Plusieurs missions pourraient lui être confiées. D’abord fournir une documentation sur les instruments de culturel scientifique disponibles, les cycles de conférences, les séances de films, les expositions… Le Service pourrait être amené à produire rapidement des dossiers sur les grands problèmes d’actualité (greffes d’organes, recherche spatiale, enzymes, cerveau, drogue…). Dès qu’un problème pointe dans l’actualité, une commission se réunit d’urgence et prépare un dossier sérieux, abondamment illustré, ceci à l’intention des journalistes, des animateurs de centres culturels, des professeurs d’humanités. Le Service pourra être tenté parfois d’organiser lui-même des expositions permanentes ou occasionnelles (par exemple sur les greffes d’organes ou le laser).
Mais l’initiation à la science ne se fait pas seulement en écoutant ou en contemplant la science déjà faite. Il faut aller à la découverte de la science se faisant, et le plus efficace est de participer, même humblement, au progrès de cette science, de la toucher du doigt, de faire soi-même des observations et des expériences.
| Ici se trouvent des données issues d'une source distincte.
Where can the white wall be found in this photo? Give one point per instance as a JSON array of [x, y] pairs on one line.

Les Jeunesses scientifiques sont un bel exemple de cette orientation. Les maisons de jeunes et de culture devraient elles aussi s’offrir les services d’un animateur scientifique. La formation de tels animateurs pourrait dépendre du Service national dont nous parlions.
Faire évoluer l’opinion publique, oui, mais aussi l’esprit des chercheurs scientifiques. Leur faire prendre conscience de leur rôle dans la société, les aider à situer leur recherche à l’intérieur de l’effort collectif de l’humanité, leur permettre de présenter parfois leur science à un public extrascientifique. Cela suppose la création, au niveau des centres de recherche, d’un service de relations publiques auquel participeraient d’authentiques scientifiques. Cela mènerait peut-être à la création de départements de recherche sur la diffusion de telle ou telle science. Cela susciterait certainement des opérations « portes ouvertes » pour les laboratoires, comme les chercheurs français en organisèrent au début de 1969.
Il nous appartient de décider si les chercheurs constitueront un milieu social isolé du reste du monde, contemplatifs réfugiés sur les hauts sommets, ne faisant appel aux gens de la vallée que pour assurer leur subsistance, ou si ces chercheurs pourront être aussi des animateurs de notre culture scientifique, tout en restant de véritables hommes de science.
Publié dans le n° 11, novembre 1969.